Insurance Edge caught up with Robin Gilthorpe, CEO at Earnix, to learn more about the AI OS concept the company is launching. Having AI sit as an actual operating system, rather than utilising it as an add-on in existing systems or data lakes, might just make more sense for many insurance brands.
IE: AI has really gone from development into deployment for insurers in the last year or two, hasn’t it?
RG: Yes, and that shift is exactly what we are seeing with insurers right now. The market is under pressure from rising risk, regulatory scrutiny, changing rate environments, margin pressure, and higher customer expectations. That is creating real demand for AI that can move beyond experimentation and into production.
The next phase is not about isolated AI pilots or dashboards. It is about operationalizing AI inside the workflows and decisions that drive performance across the insurance business. Insurers need to make faster, more precise, and more governed decisions across pricing, underwriting, claims, customer engagement, and retention.
That is why AIOS is so important. It is the AI Orchestration System for Insurance, built to connect the data, models, agents, workflows, governance, and human oversight insurers need in one decisioning environment. Insurance brands need intelligence they can trust, especially when decisions involve risk selection, rates, regulatory requirements, and customer outcomes.
The industry has spent years digitizing processes and modernizing systems. The next chapter is about continuous adaptation: using AI to respond to changing risk, market conditions, and customer behavior in real time, without forcing insurers to rip and replace the systems they already rely on.

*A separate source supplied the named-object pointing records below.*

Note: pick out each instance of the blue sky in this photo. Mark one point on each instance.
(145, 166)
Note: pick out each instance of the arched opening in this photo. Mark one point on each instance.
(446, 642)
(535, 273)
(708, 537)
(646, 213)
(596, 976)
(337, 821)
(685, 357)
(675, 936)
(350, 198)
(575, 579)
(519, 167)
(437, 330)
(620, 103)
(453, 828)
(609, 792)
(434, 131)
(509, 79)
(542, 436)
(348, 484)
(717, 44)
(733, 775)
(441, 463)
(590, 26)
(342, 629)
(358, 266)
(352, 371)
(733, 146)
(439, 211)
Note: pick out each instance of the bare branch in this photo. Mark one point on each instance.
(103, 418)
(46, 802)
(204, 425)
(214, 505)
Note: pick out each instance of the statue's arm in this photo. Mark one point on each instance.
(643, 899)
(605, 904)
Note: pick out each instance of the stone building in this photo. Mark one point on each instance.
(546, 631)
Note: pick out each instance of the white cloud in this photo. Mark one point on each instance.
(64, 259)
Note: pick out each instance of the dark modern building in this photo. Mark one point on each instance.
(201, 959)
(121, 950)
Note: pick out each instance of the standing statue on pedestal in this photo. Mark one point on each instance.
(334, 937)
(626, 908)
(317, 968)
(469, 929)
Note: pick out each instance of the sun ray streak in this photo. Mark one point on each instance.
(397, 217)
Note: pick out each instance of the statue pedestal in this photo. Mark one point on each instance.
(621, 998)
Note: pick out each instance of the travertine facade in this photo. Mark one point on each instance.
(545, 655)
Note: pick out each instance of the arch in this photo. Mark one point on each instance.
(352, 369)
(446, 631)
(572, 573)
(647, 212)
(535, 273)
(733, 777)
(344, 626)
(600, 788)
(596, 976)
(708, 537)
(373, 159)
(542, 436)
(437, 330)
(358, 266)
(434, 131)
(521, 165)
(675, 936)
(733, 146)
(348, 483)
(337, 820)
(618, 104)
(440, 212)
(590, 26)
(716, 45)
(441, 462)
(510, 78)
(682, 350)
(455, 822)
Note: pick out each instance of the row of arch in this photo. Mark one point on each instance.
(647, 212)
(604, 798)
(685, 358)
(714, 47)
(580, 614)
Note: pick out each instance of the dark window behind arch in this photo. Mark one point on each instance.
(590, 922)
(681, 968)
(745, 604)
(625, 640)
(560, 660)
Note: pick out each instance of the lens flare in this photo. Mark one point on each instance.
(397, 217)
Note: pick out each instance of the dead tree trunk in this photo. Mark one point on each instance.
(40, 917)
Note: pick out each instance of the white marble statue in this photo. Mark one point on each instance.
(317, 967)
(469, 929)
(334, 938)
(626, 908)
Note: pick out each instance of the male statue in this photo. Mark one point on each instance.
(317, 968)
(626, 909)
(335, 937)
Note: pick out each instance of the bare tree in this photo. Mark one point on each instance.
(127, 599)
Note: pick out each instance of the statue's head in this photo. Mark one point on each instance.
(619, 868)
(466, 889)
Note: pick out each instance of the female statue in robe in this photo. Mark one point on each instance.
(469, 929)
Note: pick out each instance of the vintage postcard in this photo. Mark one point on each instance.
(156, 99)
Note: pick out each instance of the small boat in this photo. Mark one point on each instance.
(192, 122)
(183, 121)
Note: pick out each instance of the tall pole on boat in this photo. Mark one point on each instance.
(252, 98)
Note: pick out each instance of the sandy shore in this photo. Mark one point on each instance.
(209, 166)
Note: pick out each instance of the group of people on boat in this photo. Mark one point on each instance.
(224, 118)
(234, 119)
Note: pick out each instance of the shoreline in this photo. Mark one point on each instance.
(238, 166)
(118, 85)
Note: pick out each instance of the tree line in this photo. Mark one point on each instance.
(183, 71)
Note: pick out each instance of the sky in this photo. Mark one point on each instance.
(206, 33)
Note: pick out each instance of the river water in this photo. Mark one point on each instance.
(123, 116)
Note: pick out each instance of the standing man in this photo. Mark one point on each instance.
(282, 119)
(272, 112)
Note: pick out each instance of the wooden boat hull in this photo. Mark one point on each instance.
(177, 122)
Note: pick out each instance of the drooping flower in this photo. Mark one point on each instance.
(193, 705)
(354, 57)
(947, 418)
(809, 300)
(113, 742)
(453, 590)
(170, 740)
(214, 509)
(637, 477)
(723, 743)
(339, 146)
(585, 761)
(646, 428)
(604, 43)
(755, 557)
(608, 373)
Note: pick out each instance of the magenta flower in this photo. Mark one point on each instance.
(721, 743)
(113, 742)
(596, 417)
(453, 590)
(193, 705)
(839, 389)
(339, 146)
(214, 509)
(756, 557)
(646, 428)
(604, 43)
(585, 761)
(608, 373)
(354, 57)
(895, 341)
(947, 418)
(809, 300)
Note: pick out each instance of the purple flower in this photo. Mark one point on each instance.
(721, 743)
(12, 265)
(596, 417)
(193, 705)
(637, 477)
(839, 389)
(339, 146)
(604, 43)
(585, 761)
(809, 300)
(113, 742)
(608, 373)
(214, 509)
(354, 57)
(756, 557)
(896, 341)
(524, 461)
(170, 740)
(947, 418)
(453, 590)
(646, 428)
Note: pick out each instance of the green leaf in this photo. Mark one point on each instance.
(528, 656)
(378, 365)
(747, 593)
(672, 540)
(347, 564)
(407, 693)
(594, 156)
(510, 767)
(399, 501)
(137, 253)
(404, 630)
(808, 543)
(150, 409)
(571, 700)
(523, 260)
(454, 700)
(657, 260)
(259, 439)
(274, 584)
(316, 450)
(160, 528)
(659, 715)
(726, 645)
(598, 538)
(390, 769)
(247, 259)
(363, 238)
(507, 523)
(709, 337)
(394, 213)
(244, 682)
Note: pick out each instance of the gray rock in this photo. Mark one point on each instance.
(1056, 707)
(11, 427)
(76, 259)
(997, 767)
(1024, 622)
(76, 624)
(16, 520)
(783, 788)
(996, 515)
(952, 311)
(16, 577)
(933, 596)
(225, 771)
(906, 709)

IE: One topic the industry is talking about right now is orchestration. Having an AI conductor for all the tech and systems that have been developed. Do you see that being a trend now?
RG: Yes, and the conductor analogy works well. Insurers already have many of the instruments: models, data sources, policy systems, underwriting platforms, claims systems, customer systems, and now AI agents. The challenge is making all of those capabilities work together in a coordinated, governed way.
That is what orchestration is really about. It is not simply adding AI to a dashboard. It is bringing intelligence into the decisions themselves, so the business can act faster and more consistently.
There are three pillars that matter. The first is speed: moving AI from analysis into everyday workflows, so decisions that once took days or weeks can happen much faster. The second is orchestration: connecting models, data, agents, workflows, and governance across functions that have historically operated in silos. The third is trust: making sure AI is explainable, auditable, monitored, and appropriate for a regulated environment.
That last point is critical. In insurance, AI cannot be a black box. Some decisions can be automated, some should be assisted, and some will always require human judgment. AIOS is designed to support that range, with governance and human oversight built in.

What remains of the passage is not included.